“Before I learned the art, a punch was just a punch, and a kick, just a kick.
After I learned the art, a punch was no longer a punch, a kick, no longer a kick.
Now that I understand the art, a punch is just a punch and a kick is just a kick.”
— Bruce Lee
I was reminded of this quote today while talking with Beth. We’re thinking about trying some new things, switching up our protocols and the like, and part of it will require me stepping up a bit more as the Dom. In the past this has led to stress and frustration so Beth was hesitant at first.
The quote refers to how, before you learn about a thing, you take it for granted because it holds no value. Then you begin to learn about it, it suddenly becomes this wondrous thing with hidden mysteries and exciting rewards. (Starting to sound relevant yet? I see some of you nodding…) And then, when you reach a sufficient level of competency and mastery, it returns to being a thing you take for granted—but this time because you understand its worth.

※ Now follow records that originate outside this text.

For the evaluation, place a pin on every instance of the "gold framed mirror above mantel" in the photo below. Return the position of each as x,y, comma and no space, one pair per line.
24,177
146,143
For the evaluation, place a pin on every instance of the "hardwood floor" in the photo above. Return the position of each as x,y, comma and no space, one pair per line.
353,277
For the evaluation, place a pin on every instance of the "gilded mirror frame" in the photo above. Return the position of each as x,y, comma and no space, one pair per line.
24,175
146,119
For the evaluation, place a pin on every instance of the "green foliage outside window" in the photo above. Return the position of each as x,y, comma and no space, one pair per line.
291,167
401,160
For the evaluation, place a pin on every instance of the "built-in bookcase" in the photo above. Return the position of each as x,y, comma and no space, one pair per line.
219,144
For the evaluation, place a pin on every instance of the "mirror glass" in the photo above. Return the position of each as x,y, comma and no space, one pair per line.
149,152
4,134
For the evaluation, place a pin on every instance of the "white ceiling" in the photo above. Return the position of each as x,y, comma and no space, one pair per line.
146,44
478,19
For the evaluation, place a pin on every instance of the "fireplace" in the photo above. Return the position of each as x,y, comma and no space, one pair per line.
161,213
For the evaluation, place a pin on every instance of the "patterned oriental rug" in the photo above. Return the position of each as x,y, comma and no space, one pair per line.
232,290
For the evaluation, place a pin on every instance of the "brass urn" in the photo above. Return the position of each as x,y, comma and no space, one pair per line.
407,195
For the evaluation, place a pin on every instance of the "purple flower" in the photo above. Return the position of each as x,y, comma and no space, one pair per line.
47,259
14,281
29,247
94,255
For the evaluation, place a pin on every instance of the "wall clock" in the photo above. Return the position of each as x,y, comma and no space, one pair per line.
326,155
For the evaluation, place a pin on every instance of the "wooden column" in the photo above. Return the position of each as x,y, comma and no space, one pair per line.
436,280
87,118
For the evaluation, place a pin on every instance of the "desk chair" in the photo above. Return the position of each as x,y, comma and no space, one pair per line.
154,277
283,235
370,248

The reason this quote resonates with me is that it makes a very apt metaphor for my relationship with dominance and frustration. Before I learned about D/s, dominance was just dominance. I could not be dominant because we were vanilla, and a result, I was often frustrated and my temper would flare up. I didn’t take it out on Beth but it would derail us from dealing with some issues in our relationship. Then we learned about D/s, and dominance became so much more than dominance. It became an outlet, a resource, a touchstone. It became an excuse for us to start a conversation on any topic, no matter how difficult.
And so it was that Beth and I were discussing some tweaks to our D/s that would require more maintenance and effort on my part. We’ve had several times when things have been difficult and Dominance wasn’t comfortable in my tool belt and I had to set it down in order to deal with the situation without losing my cool. Now, as we look at the things ahead, I find myself proposing some higher protocol changes with the realization that we understand the effort, but Dominance has become a well-worn and trusted tool that fits effortlessly in my hand, to be relied upon and employed in difficult times rather than set aside.
Dominance was just dominance. Then it became more than dominance. Now, it’s becoming just dominance once again.
P.S. Yes I’ll write about what those changes to our relationship are, but not yet. We haven’t decided to start, let alone have any experiences with the changes accumulated.